The computer vision community has worked on video analysis for decades and tackled different problems. Currently, we lack a generic feature descriptor for videos, which can be used for a variety of video processing problems. Such a generic feature descriptor helps in solving video analysis tasks in a homogeneous way, thus also enables large-scale video applications.

In a recent paper, we introduce C3D (Convolution3D), a new generic feature for videos. C3D is discriminative, compact, and efficient to compute. C3D is obtained by training a deep 3D convolutional network on a large annotated video dataset. The dataset contains various concepts encompassing objects, actions, scenes and other frequently occurring categories in videos. Figure 1 summarizes various uses cases of C3D.

post00078_image0001

Our deep network is built on 3D convolution and pooling operations. 3D convolution models spatiotemporal signals better than traditional 2D-based convolutional nets. Figure 2 shows the difference between 2D and 3D convolutions applied on multiple video frames, as it does not collapse all the temporal information. In this work, we pick the best performing architecture [1] and adapt it to 3D convolutions. To our knowledge this is the deepest convolutional 3D network trained on the largest annotated video dataset.

post00078_image0002

Using C3D features and a simple linear SVM, we achieve state of the art performance on scene classification (96.7% on YUPENN[2] and 77.7% on Maryland[3]), objet classification (15.3% on egocentric object[4]) and action similarity labeling (72.9% on ASLAN[5]) problems in the video domain. We also approach the current best performance on action classification (76.4% on UCF101[6]) without using optical flow. C3D is 91 times faster than improved dense trajectories [7] and 2 orders magnitude faster than two-stream networks [8].
Figure 3 visualizes the semantic embedding of C3D features and Imagenet [9] features for the UCF101 dataset using tSNE [10]. As can be seen, C3D features are more generic when applied to other video datasets on other tasks without further fine-tuning.

post00078_image0003

References

The pre-trained model and the code are available here.

[1] K. Simonyan and A. Zisserman.
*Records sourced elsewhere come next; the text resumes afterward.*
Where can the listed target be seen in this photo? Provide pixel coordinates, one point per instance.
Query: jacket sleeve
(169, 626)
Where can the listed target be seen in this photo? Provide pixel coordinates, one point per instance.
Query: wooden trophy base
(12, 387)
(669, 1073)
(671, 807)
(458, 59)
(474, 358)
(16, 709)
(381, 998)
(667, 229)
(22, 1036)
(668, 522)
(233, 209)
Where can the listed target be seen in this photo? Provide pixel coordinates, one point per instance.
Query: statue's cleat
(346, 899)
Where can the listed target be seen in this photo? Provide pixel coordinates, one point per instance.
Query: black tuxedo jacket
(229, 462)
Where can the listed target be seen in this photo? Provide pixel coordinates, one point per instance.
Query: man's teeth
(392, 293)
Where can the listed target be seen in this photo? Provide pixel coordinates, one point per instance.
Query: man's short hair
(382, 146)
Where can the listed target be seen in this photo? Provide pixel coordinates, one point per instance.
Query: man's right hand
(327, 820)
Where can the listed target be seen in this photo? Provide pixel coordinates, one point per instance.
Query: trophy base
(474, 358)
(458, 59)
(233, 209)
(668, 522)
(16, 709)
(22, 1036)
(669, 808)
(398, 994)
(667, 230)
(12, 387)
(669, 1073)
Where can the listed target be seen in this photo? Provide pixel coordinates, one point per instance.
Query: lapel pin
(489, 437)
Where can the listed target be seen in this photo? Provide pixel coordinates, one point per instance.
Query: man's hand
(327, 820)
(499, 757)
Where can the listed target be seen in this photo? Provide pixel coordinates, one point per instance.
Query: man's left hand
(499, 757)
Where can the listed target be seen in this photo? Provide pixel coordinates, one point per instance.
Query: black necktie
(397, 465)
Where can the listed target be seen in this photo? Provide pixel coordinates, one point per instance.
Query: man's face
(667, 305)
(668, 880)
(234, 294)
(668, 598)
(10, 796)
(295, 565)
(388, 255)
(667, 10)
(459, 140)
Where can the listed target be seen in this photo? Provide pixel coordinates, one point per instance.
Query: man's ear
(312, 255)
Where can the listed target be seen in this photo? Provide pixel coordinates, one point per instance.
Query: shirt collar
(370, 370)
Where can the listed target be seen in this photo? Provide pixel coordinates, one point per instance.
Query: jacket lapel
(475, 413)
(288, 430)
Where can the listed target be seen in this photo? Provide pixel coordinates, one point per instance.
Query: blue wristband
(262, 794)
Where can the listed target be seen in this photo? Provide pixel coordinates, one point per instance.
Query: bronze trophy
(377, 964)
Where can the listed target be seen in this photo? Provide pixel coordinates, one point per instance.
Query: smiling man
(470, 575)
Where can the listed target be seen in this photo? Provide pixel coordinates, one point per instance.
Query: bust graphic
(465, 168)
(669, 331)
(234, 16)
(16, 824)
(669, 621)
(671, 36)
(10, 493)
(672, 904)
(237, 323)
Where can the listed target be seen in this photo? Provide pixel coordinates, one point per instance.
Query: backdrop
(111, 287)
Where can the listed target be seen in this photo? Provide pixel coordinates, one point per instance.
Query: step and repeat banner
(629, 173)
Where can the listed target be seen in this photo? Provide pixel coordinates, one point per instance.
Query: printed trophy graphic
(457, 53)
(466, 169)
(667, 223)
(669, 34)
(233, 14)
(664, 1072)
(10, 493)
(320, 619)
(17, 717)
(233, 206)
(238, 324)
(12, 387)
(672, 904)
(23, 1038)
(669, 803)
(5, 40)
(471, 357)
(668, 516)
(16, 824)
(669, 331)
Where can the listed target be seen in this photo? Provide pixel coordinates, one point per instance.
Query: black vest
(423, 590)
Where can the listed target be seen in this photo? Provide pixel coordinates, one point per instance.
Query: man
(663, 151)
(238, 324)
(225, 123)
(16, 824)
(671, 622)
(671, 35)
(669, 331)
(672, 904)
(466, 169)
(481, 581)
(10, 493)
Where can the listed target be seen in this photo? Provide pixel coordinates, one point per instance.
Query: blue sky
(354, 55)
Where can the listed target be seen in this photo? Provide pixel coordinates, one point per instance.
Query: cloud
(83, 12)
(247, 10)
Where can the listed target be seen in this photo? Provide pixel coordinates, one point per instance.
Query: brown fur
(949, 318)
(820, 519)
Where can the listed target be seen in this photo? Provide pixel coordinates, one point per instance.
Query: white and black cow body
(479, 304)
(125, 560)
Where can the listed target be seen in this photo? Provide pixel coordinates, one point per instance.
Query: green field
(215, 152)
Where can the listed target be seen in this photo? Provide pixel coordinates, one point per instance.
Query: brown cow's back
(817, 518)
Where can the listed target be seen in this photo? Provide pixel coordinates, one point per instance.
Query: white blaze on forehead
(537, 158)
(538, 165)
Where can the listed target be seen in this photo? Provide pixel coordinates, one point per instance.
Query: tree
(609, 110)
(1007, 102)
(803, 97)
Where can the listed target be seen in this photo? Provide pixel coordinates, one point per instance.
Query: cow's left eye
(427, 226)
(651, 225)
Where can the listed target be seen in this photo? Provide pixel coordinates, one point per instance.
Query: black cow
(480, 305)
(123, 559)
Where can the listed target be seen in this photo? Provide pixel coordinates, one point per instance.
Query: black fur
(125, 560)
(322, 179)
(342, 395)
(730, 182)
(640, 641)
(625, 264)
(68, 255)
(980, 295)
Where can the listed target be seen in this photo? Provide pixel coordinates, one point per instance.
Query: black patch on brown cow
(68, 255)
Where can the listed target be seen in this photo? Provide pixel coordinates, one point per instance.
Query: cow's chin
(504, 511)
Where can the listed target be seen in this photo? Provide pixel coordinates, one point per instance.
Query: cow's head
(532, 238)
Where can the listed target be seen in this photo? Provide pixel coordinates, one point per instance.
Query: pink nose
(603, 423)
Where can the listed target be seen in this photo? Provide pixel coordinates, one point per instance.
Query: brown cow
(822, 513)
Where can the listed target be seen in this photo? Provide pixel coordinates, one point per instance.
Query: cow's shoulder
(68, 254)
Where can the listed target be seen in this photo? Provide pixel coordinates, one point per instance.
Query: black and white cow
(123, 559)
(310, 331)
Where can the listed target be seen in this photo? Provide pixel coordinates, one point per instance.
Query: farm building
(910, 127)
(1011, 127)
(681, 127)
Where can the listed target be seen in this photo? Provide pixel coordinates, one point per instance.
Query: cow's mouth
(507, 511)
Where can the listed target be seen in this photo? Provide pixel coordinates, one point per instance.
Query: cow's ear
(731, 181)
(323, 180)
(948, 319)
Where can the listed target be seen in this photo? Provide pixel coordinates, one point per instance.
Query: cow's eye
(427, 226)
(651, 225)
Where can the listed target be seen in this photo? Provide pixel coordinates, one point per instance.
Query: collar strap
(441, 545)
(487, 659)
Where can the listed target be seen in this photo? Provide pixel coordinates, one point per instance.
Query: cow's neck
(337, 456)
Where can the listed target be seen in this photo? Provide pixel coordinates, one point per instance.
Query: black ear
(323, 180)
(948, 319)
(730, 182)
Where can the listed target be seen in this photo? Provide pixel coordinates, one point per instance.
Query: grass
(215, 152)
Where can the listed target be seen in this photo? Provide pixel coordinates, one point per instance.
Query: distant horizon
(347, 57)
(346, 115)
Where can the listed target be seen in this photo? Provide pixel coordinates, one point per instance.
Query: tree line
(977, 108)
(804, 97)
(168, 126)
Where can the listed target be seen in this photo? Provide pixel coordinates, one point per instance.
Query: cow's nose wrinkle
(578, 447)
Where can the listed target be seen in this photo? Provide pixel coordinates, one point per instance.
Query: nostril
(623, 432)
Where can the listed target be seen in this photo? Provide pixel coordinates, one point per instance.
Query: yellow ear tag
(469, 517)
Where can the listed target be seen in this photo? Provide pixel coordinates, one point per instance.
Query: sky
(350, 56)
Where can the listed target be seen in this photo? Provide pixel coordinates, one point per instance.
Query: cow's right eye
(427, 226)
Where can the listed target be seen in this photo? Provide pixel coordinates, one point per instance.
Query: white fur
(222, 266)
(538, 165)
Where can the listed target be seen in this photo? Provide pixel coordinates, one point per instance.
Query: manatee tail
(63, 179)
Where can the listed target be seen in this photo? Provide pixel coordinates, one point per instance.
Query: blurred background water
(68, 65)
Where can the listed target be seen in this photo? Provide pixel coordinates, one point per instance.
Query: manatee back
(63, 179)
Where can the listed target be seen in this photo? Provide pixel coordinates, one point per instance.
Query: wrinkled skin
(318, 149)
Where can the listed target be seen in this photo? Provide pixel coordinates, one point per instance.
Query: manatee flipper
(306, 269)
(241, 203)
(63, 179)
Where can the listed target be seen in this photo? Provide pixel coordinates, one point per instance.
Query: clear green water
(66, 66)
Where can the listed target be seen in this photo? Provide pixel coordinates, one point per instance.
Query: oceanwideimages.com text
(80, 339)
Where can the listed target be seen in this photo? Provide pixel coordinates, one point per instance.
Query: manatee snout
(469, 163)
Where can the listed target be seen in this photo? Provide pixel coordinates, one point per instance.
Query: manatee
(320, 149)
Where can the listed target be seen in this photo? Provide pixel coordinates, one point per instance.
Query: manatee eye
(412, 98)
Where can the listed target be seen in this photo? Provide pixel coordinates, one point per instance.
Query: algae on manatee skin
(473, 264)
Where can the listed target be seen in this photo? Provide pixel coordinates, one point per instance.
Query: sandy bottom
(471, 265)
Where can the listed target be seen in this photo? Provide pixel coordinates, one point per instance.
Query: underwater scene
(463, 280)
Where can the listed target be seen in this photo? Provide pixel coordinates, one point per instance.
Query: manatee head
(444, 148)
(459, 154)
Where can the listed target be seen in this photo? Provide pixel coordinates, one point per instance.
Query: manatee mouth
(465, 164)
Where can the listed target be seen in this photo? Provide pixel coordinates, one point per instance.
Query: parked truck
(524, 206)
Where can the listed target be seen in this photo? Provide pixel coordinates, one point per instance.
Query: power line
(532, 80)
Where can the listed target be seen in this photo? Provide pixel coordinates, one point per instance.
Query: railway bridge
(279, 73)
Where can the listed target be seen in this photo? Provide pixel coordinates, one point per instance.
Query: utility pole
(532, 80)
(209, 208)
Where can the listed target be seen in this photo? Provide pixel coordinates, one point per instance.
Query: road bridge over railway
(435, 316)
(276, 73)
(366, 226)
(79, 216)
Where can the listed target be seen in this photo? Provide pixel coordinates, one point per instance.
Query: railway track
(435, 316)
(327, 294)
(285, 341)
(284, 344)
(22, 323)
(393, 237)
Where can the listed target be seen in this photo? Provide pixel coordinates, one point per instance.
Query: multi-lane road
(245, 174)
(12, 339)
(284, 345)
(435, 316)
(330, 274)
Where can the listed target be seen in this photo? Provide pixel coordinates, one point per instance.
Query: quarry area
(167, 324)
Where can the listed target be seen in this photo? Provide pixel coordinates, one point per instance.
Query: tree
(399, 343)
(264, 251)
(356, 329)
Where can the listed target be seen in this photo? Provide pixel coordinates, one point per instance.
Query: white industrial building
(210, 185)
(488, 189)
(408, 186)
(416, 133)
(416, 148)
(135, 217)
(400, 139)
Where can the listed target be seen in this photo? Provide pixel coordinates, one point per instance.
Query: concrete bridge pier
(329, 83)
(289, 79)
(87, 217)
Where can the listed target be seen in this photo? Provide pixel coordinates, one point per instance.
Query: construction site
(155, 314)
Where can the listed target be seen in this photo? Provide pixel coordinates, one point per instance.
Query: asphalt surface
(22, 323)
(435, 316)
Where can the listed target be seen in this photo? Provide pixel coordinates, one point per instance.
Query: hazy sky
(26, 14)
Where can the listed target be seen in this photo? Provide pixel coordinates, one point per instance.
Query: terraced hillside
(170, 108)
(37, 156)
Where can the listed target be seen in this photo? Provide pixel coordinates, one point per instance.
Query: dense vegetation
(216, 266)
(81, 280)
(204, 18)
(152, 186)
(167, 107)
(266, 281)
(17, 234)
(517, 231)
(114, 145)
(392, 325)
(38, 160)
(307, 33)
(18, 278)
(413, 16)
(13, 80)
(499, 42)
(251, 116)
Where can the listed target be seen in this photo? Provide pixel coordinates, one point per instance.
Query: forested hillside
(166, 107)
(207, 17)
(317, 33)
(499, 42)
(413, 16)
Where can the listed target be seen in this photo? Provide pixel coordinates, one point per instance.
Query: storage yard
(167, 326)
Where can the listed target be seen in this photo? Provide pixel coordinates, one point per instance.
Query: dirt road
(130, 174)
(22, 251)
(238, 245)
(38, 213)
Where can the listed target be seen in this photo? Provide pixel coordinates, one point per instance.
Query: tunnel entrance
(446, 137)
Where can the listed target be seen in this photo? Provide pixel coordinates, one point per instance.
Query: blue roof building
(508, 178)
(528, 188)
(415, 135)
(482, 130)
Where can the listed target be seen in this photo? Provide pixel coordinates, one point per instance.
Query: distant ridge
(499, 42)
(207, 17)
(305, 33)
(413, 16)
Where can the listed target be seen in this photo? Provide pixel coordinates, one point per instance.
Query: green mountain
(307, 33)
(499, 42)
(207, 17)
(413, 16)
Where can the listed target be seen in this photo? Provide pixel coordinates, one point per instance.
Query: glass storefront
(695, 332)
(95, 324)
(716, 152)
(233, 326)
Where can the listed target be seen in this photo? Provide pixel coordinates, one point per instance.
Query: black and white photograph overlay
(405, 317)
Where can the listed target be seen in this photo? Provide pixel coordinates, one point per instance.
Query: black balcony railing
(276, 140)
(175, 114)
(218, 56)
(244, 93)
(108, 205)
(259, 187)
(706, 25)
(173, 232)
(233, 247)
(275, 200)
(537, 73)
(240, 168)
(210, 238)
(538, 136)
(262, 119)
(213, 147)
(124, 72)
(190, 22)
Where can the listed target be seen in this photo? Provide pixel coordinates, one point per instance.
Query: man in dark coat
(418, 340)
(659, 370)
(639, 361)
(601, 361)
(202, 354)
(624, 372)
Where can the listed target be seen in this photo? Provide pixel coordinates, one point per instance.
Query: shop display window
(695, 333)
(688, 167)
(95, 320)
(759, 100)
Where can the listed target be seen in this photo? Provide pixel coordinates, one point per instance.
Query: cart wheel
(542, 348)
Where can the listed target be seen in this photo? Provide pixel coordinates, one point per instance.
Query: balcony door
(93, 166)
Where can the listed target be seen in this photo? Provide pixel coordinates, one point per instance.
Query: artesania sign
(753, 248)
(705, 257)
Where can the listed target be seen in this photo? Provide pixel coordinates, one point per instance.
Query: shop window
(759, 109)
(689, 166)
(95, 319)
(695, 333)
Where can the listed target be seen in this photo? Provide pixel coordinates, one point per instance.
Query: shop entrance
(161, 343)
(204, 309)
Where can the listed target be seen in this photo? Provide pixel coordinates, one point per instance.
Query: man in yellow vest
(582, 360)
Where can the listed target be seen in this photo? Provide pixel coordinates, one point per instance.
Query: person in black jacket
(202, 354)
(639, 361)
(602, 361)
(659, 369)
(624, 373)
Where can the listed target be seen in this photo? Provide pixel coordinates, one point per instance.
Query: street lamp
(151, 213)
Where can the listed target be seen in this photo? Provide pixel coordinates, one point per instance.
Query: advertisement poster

Very deep convolutional networks for large-scale image recognition. CoRR, abs/1409.1556, 2014.
[2] K. Derpanis, M. Lecce, K. Daniilidis, and R. Wildes. Dynamic scene understanding: The role of orientation features in space and time in scene classification. In CVPR, 2012.
[3] N. Shroff, P. K. Turaga, and R. Chellappa. Moving vistas:Exploiting motion for describing scenes. In CVPR, 2010.
[4] X. Ren and M. Philipose. Egocentric recognition of handled objects: Benchmark and analysis. In the First Workshop on Egocentric Vision, 2009.
[5] O. Kliper-Gross, T. Hassner, and L. Wolf. The action similarity labeling challenge. TPAMI, 2012.
[6] K. Soomro, A. R. Zamir, and M. Shah. UCF101: A dataset of 101 human action classes from videos in the wild. In CRCV-TR-12-01, 2012.
[7] H. Wang and C. Schmid. Action recognition with improved trajectories. In ICCV, 2013.
[8] K. Simonyan and A. Zisserman. Two-stream convolutional networks for action recognition in videos. In NIPS, 2014.
[9] J. Donahue, Y. Jia, O. Vinyals, J. Hoffman, N. Zhang, E. Tzeng, and T. Darrell. Decaf: A deep convolutional activation feature for generic visual recognition. In ICML, 2013.
[10] L. van der Maaten and G. Hinton. Visualizing data using t-sne. JMLR, 9(2579-2605):85, 2008.